Why don't we sync it back to the other CPUs instead?
Or does it simply mark TSCs unstable and leaves it at that?
In any case, this needs to be fixed at the clock level, not like this.
On Mon, 2010-08-16 at 00:47 -0700, Peter Zijlstra wrote:
> On Fri, 2010-08-13 at 12:45 -0700, Suresh Siddha wrote:
> > plain text document attachment (sched_reset_rt_avg_stat_online.patch)
> > TSC's get reset after suspend/resume and this leads to a scenario of
> > rq->clock (sched_clock_cpu()) less than rq->age_stamp. This leads
> > to a big value returned by scale_rt_power() and the resulting big group
> > power set by the update_group_power() is causing improper load balancing
> > between busy and idle cpu's after suspend/resume.
>
> ARGH, so i[357] westmere mobile stops TSC on some power state?

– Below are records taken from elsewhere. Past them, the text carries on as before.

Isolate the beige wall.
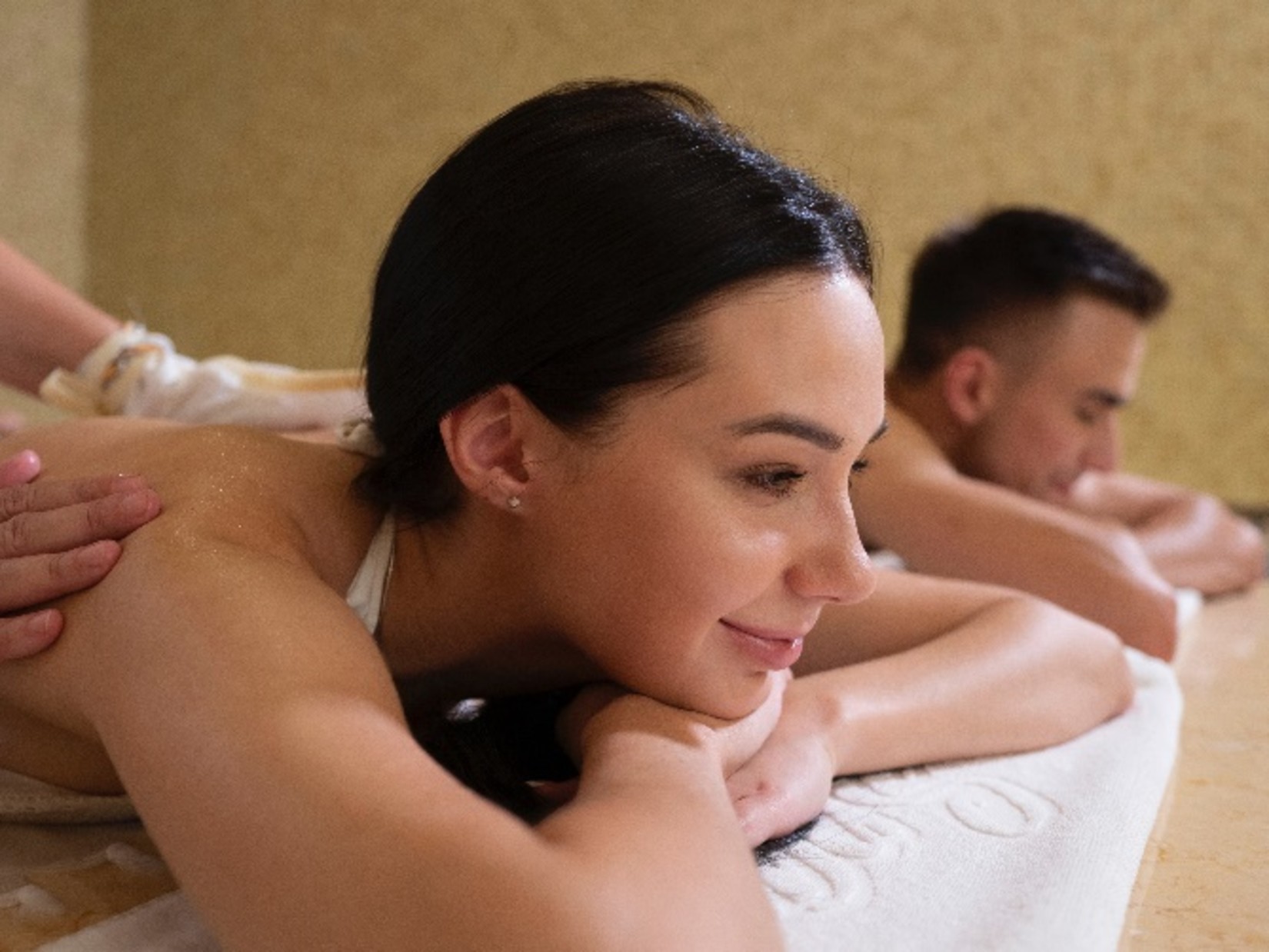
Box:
[0,0,88,421]
[9,0,1269,504]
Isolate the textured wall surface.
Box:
[88,0,1269,504]
[0,0,88,421]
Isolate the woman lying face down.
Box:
[0,82,1130,950]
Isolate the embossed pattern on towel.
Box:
[761,650,1181,952]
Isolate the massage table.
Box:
[0,583,1269,952]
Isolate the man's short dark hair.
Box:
[894,207,1169,380]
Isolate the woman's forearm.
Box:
[781,597,1132,774]
[539,735,781,952]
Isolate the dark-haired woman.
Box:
[0,82,1131,952]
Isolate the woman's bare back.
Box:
[0,420,379,794]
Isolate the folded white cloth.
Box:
[761,648,1181,952]
[0,768,137,823]
[39,324,367,431]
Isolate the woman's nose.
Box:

WSM has working TSC with constant rate across P/C/T-states. This issue
is about suspend/resume (S-states).
> Why don't we sync it back to the other CPUs instead?
All the cpu's entered suspend state and during resume it gets reset for
all the CPU's.
>
> Or does it simply mark TSCs unstable and leaves it at that?
TSCs are stable and in sync after resume aswell. If we want to do SW
sync, we need to keep track of the time we spent in the suspend state
and do a SW sync (during resume) that can potentially disturb the HW
sync.
>
> In any case, this needs to be fixed at the clock level, not like this.
If we have more such dependencies on TSC then we may need to address the
issue at clock level aswell. Nevertheless, across cpu online/offline,
current scheduler code is expecting TSC (sched_clock) to be going
forward and not sure why we need to carry the rt_avg history across
online/offline.
thanks,
suresh
On Mon, 2010-08-16 at 10:36 -0700, Suresh Siddha wrote:
> On Mon, 2010-08-16 at 00:47 -0700, Peter Zijlstra wrote:
> > On Fri, 2010-08-13 at 12:45 -0700, Suresh Siddha wrote:
> > > plain text document attachment (sched_reset_rt_avg_stat_online.patch)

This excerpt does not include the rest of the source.